Investigate ZFS and Btrfs

codewithmichael commented 9 years ago

This issue should store investigation notes on the potential advantages and disadvantages of using ZFS or Btrfs for writeable disk images, most notably including the active save data image.

As noted in issue #2, LVM snapshot functionality is currently broken (for Wren's purposes) in Ubuntu 14.04. Now is as good a time as any to look into the proposed alternatives (ZFS / Btrfs).

Version 0.1.1, copy/save.sh, lines 216-218:

###
### DISABLED: Snapshots with udev/overlayfs are currently broken in Ubuntu 14.04
###

Initial Notes:

I believe they are both supported by the current kernel (though ZFS requires installing an additional kernel module, +1 for Btrfs).
Both ZFS and Btrfs provide snapshot functionality similar to what was previously accomplished with LVM.
They both support built-in file system compression, which could be a real bonus for on-disk save images as well as active save data (if the overhead is low enough).
- Compression may cause issues in determining storable data size, as du reports disk usage, not file size, which are significantly different in a compressed file system.
Without further investigation, I don't yet know if either works appropriately with resizable file system images as are currently used for active save data and snapshots.
- When LVM worked correctly, image size was increased and then the volume extents was expanded to match.

codewithmichael commented 9 years ago

Another (major) +1 for Btrfs, from http://zfsonlinux.org/faq.html#WhyShouldIUseA64BitSystem:

You are strongly encouraged to use a 64-bit kernel.
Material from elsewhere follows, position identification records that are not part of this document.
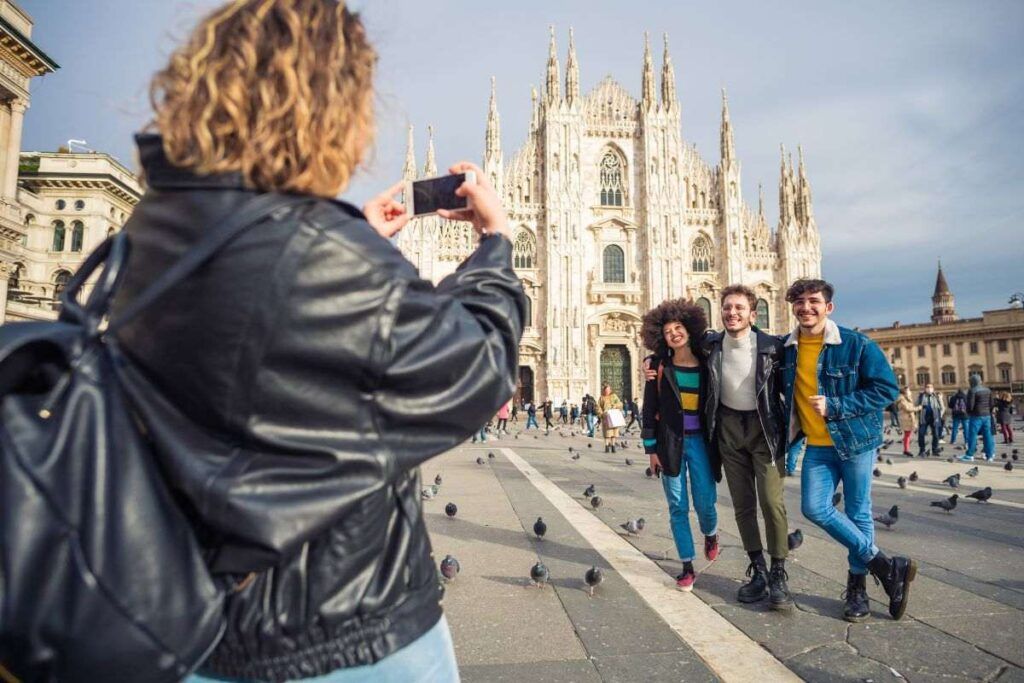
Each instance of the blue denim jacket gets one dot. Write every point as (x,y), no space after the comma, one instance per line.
(858,383)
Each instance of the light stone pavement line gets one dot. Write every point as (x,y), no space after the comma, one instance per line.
(942,493)
(724,648)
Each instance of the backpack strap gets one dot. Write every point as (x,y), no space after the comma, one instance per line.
(253,211)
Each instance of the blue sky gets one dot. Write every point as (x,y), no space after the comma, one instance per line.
(909,113)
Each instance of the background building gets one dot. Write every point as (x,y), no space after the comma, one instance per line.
(612,212)
(949,349)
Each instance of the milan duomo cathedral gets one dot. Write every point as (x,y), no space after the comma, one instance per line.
(611,212)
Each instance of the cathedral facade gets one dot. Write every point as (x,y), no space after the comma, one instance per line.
(612,212)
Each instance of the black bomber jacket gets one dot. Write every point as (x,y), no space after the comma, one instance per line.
(308,371)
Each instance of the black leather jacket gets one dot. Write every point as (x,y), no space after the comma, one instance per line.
(316,372)
(768,385)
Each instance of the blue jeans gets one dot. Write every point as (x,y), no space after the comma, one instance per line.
(429,658)
(695,461)
(958,423)
(853,527)
(793,455)
(982,425)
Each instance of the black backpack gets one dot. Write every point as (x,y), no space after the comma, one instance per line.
(101,575)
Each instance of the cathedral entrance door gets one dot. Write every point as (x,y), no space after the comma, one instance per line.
(616,371)
(524,387)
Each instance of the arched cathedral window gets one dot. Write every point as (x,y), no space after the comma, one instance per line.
(704,259)
(762,314)
(524,250)
(612,187)
(614,264)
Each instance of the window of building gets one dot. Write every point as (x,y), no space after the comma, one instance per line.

At the moment zfs will build in a 32-bit environment but will not run stably.

Wren is currently (primarily) run on Ubuntu Desktop 14.04.1 32-bit, so that pretty much makes ZFS a no-go. However, there's an additional note:

Proper support for 32-bit systems is contingent upon the zfs code being weaned off its dependence on virtual memory. This will take some time to do correctly but it is planned for the Linux port.

So it may still be on the table long-term.
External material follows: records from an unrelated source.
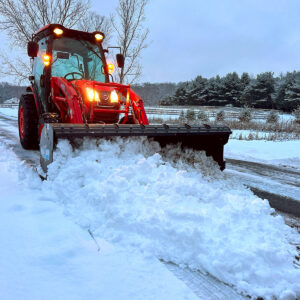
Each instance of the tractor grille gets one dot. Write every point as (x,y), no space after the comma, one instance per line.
(104,99)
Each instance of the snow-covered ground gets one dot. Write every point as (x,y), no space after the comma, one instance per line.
(284,153)
(10,112)
(141,206)
(45,255)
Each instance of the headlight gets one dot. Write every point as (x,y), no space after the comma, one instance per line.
(99,37)
(46,59)
(110,68)
(58,31)
(114,97)
(92,95)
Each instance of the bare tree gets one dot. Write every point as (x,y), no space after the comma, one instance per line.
(21,18)
(96,22)
(131,36)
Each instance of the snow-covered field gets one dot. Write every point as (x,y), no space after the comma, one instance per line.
(285,153)
(141,204)
(10,112)
(46,255)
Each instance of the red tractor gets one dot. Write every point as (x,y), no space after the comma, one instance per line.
(72,96)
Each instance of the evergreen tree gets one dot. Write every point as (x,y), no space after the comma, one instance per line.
(292,94)
(263,90)
(232,88)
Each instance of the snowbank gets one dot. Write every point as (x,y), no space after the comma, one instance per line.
(10,112)
(192,215)
(270,152)
(45,255)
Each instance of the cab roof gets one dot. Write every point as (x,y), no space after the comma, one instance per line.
(48,30)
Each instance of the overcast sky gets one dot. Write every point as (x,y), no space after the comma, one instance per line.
(196,37)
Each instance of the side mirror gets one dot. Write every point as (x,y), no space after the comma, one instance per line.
(32,49)
(120,60)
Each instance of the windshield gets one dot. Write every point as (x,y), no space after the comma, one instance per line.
(76,59)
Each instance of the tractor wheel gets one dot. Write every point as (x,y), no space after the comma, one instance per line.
(28,123)
(130,120)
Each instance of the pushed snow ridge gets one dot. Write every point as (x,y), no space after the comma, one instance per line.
(178,207)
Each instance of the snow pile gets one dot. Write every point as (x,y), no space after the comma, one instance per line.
(44,255)
(9,112)
(194,216)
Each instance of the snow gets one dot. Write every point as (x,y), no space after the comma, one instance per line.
(272,152)
(142,204)
(10,112)
(194,216)
(45,255)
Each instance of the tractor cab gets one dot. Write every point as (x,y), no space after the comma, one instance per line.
(68,63)
(72,97)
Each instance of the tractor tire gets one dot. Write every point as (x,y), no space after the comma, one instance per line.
(130,120)
(28,123)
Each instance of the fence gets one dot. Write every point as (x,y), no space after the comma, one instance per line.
(211,112)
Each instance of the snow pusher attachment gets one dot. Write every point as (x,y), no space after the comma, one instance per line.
(210,139)
(72,95)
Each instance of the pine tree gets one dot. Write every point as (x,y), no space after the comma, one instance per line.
(263,90)
(292,94)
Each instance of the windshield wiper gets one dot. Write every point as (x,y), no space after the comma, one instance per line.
(91,49)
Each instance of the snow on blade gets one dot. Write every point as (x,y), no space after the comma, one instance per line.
(178,207)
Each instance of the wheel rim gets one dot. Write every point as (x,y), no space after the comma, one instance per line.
(21,122)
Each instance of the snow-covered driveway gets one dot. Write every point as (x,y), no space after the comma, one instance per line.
(137,201)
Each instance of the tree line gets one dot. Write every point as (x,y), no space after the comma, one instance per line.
(262,91)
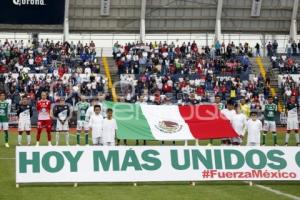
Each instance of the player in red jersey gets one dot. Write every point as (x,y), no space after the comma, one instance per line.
(43,107)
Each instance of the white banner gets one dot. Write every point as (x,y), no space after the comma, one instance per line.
(256,7)
(105,7)
(155,163)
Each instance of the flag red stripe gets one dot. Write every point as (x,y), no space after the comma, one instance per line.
(207,122)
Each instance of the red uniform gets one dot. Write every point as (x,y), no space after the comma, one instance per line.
(44,120)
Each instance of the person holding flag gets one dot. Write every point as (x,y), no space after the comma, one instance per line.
(24,113)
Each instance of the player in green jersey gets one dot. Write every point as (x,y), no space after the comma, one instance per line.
(4,116)
(220,106)
(270,110)
(82,107)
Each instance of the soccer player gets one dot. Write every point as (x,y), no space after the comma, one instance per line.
(245,107)
(254,127)
(292,120)
(24,113)
(239,121)
(109,129)
(229,112)
(270,110)
(4,117)
(82,107)
(43,107)
(62,113)
(96,125)
(220,106)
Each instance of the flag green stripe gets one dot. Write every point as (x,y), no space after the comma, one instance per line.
(132,124)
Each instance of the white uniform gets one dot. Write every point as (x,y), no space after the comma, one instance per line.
(254,128)
(229,115)
(292,119)
(62,116)
(109,132)
(5,125)
(96,124)
(90,111)
(239,125)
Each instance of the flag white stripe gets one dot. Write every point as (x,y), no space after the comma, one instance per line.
(156,114)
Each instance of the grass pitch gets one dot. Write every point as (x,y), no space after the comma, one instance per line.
(233,190)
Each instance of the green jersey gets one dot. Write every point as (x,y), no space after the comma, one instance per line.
(221,106)
(4,111)
(270,112)
(81,110)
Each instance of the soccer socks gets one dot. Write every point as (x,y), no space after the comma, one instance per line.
(38,135)
(57,138)
(6,136)
(67,136)
(264,138)
(78,137)
(274,138)
(86,138)
(297,138)
(28,137)
(287,137)
(20,138)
codewithmichael commented 9 years ago

The article Btrfs File-System For Old Computers? verifies that Btrfs runs on 32-bit systems, and also provides benchmarks on the Btrfs mount options.

The article is dated (2011), but some of the information provided likely still applies. A couple important excerpts follow below.

Option descriptions:

nodatasum: Do not checksum data. Means bit flips and bit rot might go undetected, but allows for slightly faster operation since data checksum does not have to be calculated. On most modern CPUs this option does not result in any reasonable performance improvement.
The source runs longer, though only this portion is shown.